Back to Projects

RAG Vault

A privacy-first RAG assistant that grounds Bedrock models (Claude/Titan) in your own documents with per-user isolation.

Duration: 1 week
Team Size: 1

Project Overview

RAG Vault is a secure, full-stack Retrieval-Augmented Generation application. Users authenticate, upload documents (PDF, DOCX, TXT), and run multi-turn chats grounded in their private knowledge. Retrieval can be toggled on/off per question. The system emphasizes privacy, scalability, and a clean UX.

Problem

Traditional e-commerce platforms struggle with:

  • Teams need to query private documents with foundation models—without leaking data.
  • RAG systems often lack per-user isolation and reliable session/history management.
  • Switching models (Claude/Titan) should be seamless while keeping prompts well-formed.

Architecture & Solution

Auth & Sessions

JWT login/signup with access & refresh tokens, bcrypt password hashing, refresh revocation, per-user chat sessions.

Document Intake

Uploads to S3 with user-level isolation.

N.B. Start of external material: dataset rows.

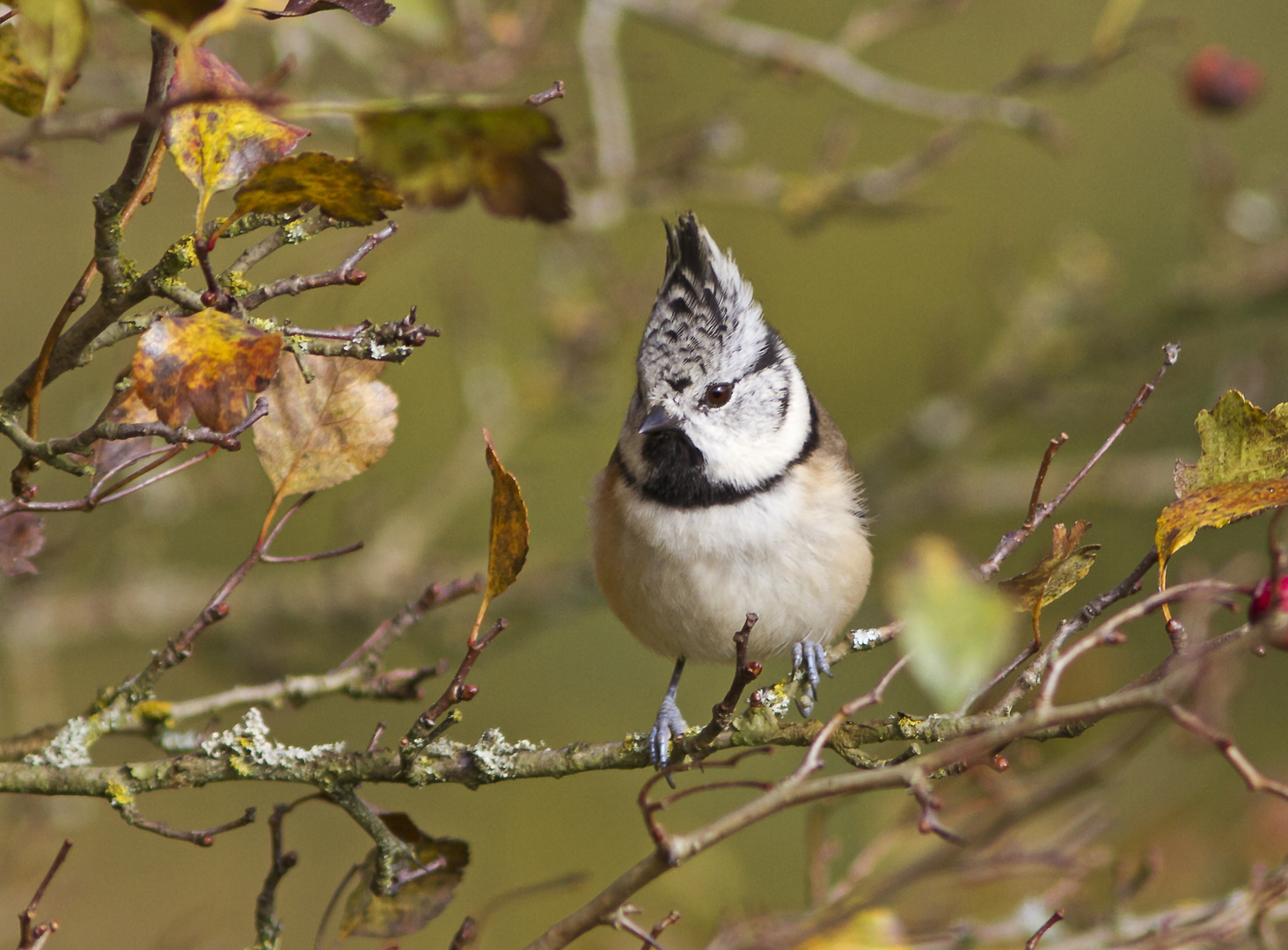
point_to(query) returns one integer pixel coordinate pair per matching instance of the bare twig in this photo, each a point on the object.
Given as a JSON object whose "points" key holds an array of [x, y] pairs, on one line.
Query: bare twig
{"points": [[204, 838], [31, 938], [545, 96], [1013, 539]]}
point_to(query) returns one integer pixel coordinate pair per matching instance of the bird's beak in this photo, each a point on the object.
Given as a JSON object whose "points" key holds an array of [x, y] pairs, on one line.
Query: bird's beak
{"points": [[658, 420]]}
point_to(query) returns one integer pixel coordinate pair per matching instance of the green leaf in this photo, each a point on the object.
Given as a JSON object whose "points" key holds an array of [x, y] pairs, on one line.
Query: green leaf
{"points": [[438, 155], [53, 35], [21, 88], [956, 628], [340, 186], [421, 895]]}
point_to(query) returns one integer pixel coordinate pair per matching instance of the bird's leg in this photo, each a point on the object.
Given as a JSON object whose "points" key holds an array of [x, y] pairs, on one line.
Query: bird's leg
{"points": [[669, 724], [809, 660]]}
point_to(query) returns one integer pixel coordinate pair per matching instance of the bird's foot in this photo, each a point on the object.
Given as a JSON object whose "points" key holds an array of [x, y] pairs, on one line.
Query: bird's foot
{"points": [[668, 727], [809, 660]]}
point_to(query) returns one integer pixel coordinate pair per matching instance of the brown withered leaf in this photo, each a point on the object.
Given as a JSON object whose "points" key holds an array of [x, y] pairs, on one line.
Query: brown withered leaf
{"points": [[322, 433], [1055, 574], [340, 186], [421, 895], [55, 35], [367, 11], [113, 455], [219, 144], [508, 530], [438, 155], [22, 91], [205, 364], [22, 535]]}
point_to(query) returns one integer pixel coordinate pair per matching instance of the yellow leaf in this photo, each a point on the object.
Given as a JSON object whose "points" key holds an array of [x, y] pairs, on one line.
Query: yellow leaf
{"points": [[205, 364], [22, 91], [508, 533], [55, 35], [340, 186], [1055, 574], [438, 155], [219, 144], [322, 433]]}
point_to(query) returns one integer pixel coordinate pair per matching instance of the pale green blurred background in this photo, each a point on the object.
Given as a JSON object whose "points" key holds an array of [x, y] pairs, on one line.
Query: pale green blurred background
{"points": [[1021, 292]]}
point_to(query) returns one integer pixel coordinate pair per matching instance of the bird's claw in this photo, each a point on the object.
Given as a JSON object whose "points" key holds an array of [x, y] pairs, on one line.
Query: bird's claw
{"points": [[809, 660], [669, 727]]}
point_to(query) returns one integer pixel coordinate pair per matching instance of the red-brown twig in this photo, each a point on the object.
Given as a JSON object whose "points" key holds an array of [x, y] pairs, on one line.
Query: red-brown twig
{"points": [[1040, 513], [202, 838], [456, 691], [33, 938], [344, 273], [545, 96], [1252, 777], [721, 713], [813, 760], [1030, 944], [392, 630]]}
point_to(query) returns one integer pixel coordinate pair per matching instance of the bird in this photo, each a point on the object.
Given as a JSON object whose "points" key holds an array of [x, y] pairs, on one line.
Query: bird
{"points": [[730, 489]]}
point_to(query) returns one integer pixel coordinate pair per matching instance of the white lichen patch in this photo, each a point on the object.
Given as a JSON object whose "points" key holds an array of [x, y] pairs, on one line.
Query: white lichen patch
{"points": [[866, 639], [249, 742], [70, 747], [497, 758], [774, 699]]}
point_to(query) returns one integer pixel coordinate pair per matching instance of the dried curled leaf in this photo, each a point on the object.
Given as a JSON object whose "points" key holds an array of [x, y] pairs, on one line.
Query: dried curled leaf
{"points": [[1238, 443], [22, 536], [322, 433], [508, 532], [367, 11], [22, 91], [53, 35], [219, 144], [205, 364], [340, 186], [1242, 471], [1055, 574], [421, 894], [437, 156], [956, 628]]}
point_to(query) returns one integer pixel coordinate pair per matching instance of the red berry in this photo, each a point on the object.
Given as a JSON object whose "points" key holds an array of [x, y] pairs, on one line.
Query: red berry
{"points": [[1220, 83], [1261, 605]]}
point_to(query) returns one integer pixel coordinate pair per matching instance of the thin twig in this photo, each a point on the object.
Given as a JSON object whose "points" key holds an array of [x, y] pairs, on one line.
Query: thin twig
{"points": [[1013, 539], [204, 838]]}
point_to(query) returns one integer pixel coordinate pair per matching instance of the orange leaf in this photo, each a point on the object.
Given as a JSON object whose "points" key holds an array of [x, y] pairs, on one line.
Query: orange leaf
{"points": [[508, 533], [219, 144], [205, 363]]}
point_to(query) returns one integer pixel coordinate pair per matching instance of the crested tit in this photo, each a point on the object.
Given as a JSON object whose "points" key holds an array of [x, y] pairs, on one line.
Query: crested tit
{"points": [[730, 489]]}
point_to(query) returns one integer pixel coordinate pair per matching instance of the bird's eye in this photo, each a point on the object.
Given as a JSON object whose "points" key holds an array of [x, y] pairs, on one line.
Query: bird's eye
{"points": [[719, 394]]}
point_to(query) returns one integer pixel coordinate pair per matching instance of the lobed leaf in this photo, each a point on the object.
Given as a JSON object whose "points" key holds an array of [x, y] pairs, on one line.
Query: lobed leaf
{"points": [[205, 364], [322, 433], [956, 628], [22, 91], [438, 155], [53, 35], [421, 895], [219, 144], [340, 186], [508, 532]]}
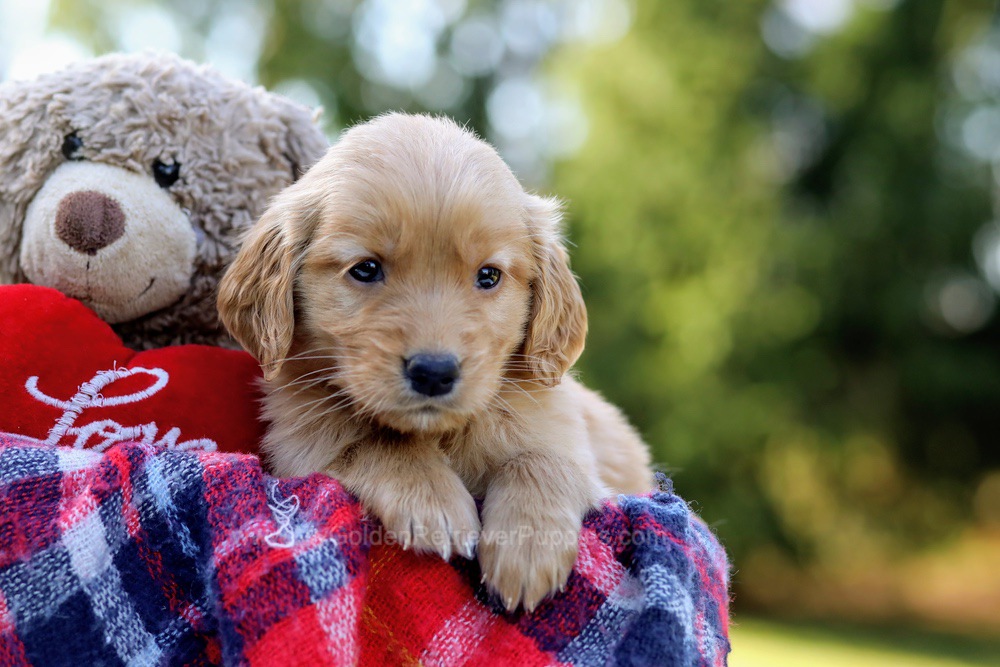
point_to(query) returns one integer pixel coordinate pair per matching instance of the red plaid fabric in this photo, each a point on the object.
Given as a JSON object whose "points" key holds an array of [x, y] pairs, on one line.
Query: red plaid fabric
{"points": [[145, 556]]}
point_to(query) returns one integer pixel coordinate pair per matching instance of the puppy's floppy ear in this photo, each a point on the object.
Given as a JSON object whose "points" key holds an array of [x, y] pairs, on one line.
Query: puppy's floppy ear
{"points": [[558, 323], [256, 294]]}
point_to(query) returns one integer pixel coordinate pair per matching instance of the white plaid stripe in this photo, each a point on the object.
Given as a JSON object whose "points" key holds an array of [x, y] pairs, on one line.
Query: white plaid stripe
{"points": [[71, 460], [458, 636], [596, 561], [91, 560]]}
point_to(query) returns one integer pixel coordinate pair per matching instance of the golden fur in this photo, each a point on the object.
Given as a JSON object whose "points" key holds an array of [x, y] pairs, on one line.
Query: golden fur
{"points": [[433, 204]]}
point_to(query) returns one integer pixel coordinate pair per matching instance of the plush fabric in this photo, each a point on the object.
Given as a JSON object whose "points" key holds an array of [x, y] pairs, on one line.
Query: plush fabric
{"points": [[145, 556], [139, 117], [89, 391]]}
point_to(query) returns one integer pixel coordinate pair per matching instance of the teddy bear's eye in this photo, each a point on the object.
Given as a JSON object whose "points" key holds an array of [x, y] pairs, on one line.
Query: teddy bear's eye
{"points": [[166, 174], [71, 146]]}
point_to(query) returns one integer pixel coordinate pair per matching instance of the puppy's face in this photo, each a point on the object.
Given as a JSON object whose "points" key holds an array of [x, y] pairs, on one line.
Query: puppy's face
{"points": [[410, 274]]}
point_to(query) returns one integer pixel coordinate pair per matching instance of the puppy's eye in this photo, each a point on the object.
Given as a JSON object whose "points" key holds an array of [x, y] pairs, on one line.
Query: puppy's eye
{"points": [[71, 146], [165, 174], [368, 271], [488, 277]]}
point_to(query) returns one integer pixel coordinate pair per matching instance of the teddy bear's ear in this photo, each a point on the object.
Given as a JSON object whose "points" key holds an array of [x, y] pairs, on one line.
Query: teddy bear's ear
{"points": [[305, 143], [30, 138], [10, 241], [256, 294]]}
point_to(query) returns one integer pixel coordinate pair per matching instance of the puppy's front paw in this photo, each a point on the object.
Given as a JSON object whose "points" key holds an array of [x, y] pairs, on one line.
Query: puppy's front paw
{"points": [[432, 514], [526, 556]]}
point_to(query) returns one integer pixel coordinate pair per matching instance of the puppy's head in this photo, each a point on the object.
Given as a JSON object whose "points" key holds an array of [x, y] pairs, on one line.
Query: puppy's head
{"points": [[410, 273]]}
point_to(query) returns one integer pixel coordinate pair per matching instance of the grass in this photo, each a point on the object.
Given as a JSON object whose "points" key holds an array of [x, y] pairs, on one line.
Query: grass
{"points": [[764, 643]]}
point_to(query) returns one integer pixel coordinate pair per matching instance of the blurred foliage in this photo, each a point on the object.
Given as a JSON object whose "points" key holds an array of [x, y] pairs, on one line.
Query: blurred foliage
{"points": [[786, 257]]}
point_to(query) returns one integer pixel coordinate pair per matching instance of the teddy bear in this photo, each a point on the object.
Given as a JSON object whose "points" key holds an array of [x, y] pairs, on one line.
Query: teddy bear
{"points": [[126, 182]]}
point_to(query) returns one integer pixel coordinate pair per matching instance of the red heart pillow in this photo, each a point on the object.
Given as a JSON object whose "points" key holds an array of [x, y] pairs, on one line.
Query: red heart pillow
{"points": [[66, 378]]}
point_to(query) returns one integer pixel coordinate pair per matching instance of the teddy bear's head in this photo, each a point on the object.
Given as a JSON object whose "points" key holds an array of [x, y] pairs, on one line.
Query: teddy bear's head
{"points": [[127, 180]]}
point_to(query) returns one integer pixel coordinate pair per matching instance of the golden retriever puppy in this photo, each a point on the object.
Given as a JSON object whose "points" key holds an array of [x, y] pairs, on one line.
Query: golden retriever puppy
{"points": [[415, 315]]}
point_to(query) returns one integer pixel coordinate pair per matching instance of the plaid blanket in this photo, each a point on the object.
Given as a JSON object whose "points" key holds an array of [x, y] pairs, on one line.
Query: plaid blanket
{"points": [[145, 556]]}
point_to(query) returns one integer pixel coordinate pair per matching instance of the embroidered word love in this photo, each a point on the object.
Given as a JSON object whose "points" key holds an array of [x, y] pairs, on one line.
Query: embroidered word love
{"points": [[106, 432]]}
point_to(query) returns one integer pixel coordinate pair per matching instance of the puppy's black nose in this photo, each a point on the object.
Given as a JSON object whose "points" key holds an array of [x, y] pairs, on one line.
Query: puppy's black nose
{"points": [[432, 374]]}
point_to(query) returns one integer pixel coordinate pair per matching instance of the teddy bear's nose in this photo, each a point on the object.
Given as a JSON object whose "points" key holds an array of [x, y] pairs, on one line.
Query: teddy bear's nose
{"points": [[88, 221]]}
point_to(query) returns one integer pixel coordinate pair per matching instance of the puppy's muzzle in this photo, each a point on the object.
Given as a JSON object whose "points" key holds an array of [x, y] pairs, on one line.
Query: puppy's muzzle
{"points": [[432, 374]]}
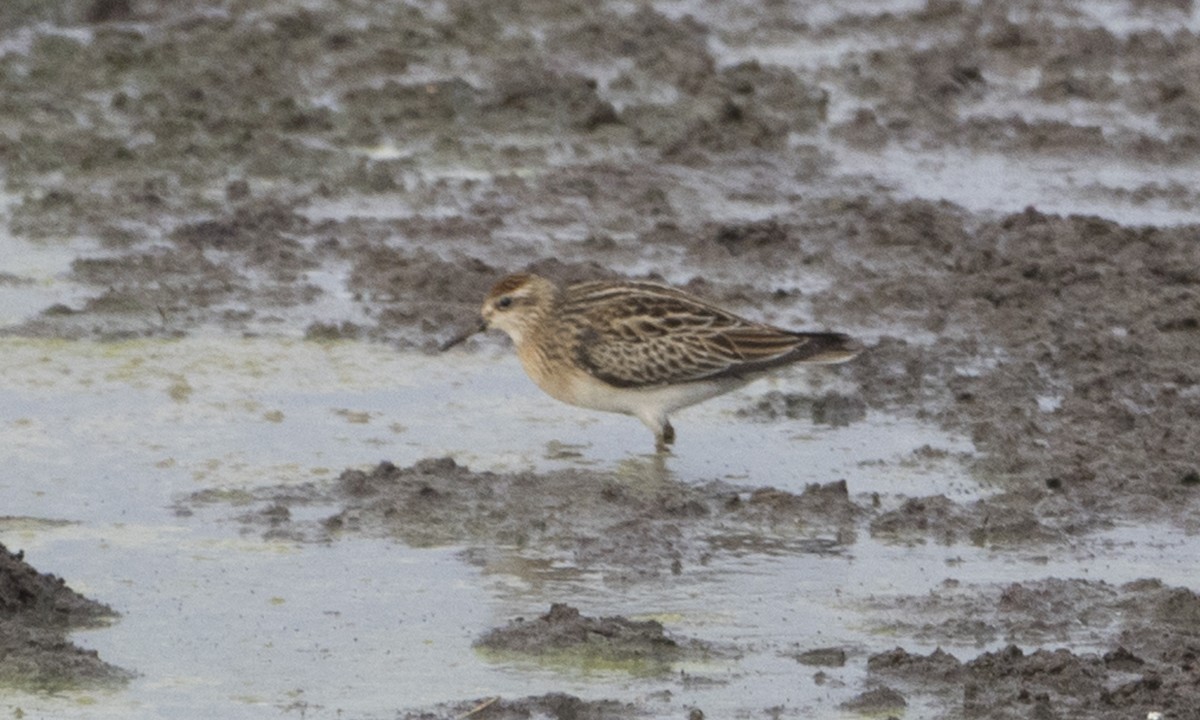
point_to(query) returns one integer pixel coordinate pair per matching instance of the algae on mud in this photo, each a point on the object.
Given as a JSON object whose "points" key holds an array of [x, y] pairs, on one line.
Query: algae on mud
{"points": [[365, 172]]}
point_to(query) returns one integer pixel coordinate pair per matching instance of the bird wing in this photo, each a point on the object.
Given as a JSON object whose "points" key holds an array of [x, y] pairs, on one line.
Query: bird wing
{"points": [[635, 335]]}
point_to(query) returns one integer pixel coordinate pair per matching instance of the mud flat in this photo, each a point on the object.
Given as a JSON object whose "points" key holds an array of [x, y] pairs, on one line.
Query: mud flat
{"points": [[999, 198]]}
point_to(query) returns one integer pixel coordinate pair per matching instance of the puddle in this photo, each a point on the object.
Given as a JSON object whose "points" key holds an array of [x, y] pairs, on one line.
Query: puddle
{"points": [[106, 436]]}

Extract text from PDF/DOCX/TXT; index metadata in PostgreSQL.

Chunk & Embed

LangChain RecursiveCharacterTextSplitter; Titan Embeddings v2; vectors stored in Pinecone per user namespace.

Retrieve & Ground

Toggleable RAG: top-k chunks retrieved and injected into prompts; prompts formatted for Claude/Titan via Bedrock.

Multi-turn Chat

Session-scoped history persisted in PostgreSQL; load/resume any session.

Stack

Frontend: Vite + React + Tailwind · Backend: FastAPI + PostgreSQL · Infra: S3, Pinecone, Amazon Bedrock.

Technology Stack

Frontend

  • Vite + React + TypeScript · Tailwind

Backend

  • FastAPI · PostgreSQL · JWT (access/refresh) · bcrypt

AI/Models

  • Amazon Bedrock (Claude, Titan) · Titan Embeddings v2

Storage & Retrieval

  • S3 (documents) · Pinecone (per-user namespaces) · LangChain chunking

Testing

  • pytest suite (>80% coverage), in-memory SQLite for fast tests

Key Features

  • JWT auth with refresh revocation; current user endpoint
  • Upload & parse PDF/DOCX/TXT; store files in S3 and indices in Postgres
  • Embed with Titan v2; index in Pinecone under user namespace
  • Toggle RAG per query; supports Claude/Titan with dynamic prompt formatting
  • Multi-session chat with role-tagged messages and retrievable history

Testing & Quality

pytest suite (>80% coverage) covering auth flows, uploads, embedding/indexing, Bedrock prompts, and retrieval. Includes edge cases for token refresh expiry and upload errors.